One Journey Quotations

 

Our thinking machine possesses the capacity to be convinced of anything you like, provided it is repeatedly and persistently influenced in the required direction. A thing that may appear absurd to start with will in the end become rationalized, provided it is repeated sufficiently often and with sufficient conviction.

G. I. Gurdjieff (1866 – 1949)

Whatever is not yours, abandon it. When you have abandoned it, that will lead to your welfare and happiness for a long time.

What is it that is not yours? Material form is not yours. Abandon it. When you have abandoned it, that will lead to your welfare and happiness for a long time.

Buddhism (circa 500 B.C.E.)

A few golden apples are rolled, and the world scrambles after them. You were never bound by laws, Nature never had a bond for you… We have placed ourselves in this net, and will have to get out… Never forget this is only a momentary state, and that we have to pass through it.

Vivekananda (1863 – 1902)

The friends of Job appear on the scene as advisers and “consolers,” offering Job the fruits of their moral scientia. But when Job insists that his sufferings have no explanation and that he cannot discover the reason for them through conventional ethical concepts, his friends turn into accusers, and curse Job as a sinner. Thus, instead of consolers, they become torturers by virtue of their very morality, and in so doing, while claiming to be advocates of God, they act as instruments of the devil.

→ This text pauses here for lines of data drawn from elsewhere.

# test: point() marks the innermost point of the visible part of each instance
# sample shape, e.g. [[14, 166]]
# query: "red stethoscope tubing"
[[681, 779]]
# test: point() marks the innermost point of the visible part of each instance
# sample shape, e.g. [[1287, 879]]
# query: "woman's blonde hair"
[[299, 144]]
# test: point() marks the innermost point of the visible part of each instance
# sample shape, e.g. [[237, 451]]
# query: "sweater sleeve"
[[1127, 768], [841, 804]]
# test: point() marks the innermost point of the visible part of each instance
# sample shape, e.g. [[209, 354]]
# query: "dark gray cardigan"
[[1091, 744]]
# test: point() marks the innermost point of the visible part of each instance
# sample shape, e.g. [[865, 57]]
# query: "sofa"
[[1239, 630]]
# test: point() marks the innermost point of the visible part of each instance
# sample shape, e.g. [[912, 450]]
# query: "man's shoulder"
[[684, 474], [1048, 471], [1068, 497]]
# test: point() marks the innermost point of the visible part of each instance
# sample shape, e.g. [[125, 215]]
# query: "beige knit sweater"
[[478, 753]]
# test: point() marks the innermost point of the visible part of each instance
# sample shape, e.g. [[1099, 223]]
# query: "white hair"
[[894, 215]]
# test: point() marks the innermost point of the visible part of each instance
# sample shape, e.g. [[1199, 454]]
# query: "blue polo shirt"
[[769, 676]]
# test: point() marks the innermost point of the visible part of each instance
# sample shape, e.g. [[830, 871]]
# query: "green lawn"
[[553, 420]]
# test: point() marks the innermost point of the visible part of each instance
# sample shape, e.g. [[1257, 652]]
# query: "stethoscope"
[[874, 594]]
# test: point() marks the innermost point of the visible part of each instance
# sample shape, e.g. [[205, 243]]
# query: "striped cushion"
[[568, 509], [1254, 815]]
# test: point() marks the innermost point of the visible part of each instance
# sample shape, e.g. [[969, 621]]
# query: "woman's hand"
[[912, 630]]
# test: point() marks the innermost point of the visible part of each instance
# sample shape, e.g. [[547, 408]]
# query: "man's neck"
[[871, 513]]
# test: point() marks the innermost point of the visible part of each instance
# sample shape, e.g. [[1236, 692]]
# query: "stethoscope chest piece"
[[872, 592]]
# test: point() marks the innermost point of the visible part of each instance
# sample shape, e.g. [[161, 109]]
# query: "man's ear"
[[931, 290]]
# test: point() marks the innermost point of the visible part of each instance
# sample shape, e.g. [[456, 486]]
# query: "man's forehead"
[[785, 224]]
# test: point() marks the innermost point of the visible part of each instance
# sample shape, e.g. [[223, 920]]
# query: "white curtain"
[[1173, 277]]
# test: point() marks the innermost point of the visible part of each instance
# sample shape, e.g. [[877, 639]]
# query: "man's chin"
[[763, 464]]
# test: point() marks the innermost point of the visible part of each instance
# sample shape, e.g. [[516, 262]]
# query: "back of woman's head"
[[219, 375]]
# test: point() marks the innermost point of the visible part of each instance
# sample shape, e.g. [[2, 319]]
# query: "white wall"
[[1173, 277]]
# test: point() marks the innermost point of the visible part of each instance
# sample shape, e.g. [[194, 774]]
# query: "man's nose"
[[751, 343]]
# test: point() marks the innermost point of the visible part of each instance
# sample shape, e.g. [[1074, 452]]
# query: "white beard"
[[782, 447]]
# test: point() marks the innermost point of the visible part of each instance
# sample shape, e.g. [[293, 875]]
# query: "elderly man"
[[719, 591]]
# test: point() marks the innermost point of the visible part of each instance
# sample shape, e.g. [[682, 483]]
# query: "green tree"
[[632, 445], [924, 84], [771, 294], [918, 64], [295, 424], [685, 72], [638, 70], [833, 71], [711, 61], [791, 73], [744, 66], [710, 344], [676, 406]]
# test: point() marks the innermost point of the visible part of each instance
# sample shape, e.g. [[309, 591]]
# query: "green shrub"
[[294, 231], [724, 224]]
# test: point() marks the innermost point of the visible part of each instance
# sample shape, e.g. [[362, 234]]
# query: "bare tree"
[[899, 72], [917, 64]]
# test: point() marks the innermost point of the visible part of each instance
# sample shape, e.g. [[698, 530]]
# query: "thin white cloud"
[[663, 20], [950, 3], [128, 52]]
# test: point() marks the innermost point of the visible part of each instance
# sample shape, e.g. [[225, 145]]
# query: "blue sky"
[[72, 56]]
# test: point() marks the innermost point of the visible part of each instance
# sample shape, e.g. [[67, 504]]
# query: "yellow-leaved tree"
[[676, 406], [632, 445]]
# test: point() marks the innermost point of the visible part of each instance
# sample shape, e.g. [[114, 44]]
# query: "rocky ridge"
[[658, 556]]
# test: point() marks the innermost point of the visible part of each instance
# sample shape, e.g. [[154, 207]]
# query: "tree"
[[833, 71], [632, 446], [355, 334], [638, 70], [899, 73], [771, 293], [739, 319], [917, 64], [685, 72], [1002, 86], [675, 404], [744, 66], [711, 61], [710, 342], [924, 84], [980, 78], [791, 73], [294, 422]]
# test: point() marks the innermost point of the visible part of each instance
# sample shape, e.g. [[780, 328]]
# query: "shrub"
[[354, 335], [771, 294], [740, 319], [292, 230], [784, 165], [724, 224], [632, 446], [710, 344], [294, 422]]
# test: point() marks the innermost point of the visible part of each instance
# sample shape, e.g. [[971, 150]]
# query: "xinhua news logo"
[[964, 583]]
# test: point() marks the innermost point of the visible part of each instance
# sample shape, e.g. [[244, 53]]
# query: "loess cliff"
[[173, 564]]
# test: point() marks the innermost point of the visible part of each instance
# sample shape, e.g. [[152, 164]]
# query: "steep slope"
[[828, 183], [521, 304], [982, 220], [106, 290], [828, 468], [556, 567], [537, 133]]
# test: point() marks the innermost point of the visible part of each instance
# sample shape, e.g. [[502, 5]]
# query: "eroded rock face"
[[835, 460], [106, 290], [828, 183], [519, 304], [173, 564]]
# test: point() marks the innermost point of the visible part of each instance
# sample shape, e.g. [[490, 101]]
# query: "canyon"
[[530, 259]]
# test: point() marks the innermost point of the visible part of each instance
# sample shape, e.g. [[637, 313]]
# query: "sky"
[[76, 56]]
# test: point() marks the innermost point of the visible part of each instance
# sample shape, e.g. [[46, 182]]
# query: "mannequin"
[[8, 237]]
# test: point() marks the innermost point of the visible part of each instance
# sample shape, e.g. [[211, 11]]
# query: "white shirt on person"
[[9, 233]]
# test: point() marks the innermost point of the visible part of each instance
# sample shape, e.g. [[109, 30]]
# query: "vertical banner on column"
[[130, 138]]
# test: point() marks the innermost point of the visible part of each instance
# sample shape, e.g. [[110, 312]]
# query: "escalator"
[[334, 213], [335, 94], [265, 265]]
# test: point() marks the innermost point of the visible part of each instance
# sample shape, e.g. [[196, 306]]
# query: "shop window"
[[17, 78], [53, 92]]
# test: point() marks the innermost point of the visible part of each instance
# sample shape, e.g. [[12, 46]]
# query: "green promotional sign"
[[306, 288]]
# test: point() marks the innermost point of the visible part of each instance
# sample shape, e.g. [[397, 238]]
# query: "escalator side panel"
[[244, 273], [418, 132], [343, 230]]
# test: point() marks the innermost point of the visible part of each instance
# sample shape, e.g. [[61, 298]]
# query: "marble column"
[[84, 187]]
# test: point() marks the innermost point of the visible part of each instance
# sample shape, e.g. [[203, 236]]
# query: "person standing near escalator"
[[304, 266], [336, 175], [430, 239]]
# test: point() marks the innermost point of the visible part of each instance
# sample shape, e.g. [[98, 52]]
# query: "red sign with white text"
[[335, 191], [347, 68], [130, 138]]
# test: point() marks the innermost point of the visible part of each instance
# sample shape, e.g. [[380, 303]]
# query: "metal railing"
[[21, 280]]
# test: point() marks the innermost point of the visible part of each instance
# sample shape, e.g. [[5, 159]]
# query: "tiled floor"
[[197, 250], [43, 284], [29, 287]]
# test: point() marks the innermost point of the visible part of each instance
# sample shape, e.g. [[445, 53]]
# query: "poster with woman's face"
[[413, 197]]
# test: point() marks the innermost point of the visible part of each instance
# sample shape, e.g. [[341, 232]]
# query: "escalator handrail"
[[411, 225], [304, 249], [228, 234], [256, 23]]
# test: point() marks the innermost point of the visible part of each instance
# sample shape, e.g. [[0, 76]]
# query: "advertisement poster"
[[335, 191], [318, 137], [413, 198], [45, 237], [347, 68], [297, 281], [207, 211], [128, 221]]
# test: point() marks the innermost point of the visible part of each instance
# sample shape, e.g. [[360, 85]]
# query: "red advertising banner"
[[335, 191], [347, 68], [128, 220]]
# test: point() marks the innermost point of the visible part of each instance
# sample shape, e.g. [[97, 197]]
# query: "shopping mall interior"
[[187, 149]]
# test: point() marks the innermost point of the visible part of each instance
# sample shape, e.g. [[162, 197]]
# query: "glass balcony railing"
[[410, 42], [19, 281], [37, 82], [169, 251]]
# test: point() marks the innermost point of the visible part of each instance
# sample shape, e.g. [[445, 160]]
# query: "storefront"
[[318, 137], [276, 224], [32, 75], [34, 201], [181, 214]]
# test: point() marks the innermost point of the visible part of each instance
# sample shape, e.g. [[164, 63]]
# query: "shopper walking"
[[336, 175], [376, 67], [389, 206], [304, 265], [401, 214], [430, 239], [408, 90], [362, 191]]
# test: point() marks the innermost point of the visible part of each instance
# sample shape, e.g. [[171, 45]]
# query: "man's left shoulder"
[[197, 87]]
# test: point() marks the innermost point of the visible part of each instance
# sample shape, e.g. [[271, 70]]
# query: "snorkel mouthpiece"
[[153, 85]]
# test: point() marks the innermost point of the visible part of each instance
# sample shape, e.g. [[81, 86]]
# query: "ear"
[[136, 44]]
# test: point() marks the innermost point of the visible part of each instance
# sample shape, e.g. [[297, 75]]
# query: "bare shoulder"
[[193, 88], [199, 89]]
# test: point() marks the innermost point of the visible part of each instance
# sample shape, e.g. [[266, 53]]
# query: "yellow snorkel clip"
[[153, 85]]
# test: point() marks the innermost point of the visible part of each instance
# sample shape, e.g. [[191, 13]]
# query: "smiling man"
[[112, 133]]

Thomas Merton (1915 – 1968)

I love all men. I know that at bottom they cannot be otherwise, and under all the false and overloaded and glittering masquerade, there is, in every man, a noble nature beneath; only they cannot bring it out, and whatever they do that is false and cunning and evil, there still remains the sentence of our Great Example: “Forgive them, for they know not what they do.”

Berthold Auerbach (1812 – 1882)

Great men stand like solitary towers in the city of God, and secret passages, running deep beneath external nature, give their thoughts intercourse with higher intelligences, which strengthens and consoles them, and of which the laborers on the surface do not even dream.

Henry Wadsworth Longfellow (1807 – 1882)

I beg you to have patience with everything unresolved in your heart and to try to love the questions themselves as if they were locked rooms or books written in a very foreign language. Don’t search for the answers, which could not be given to you now, because you would not be able to live them. And the point is to live everything. Live the questions now. Perhaps then, someday far in the future, you will gradually, without even noticing it, live your way into the answer.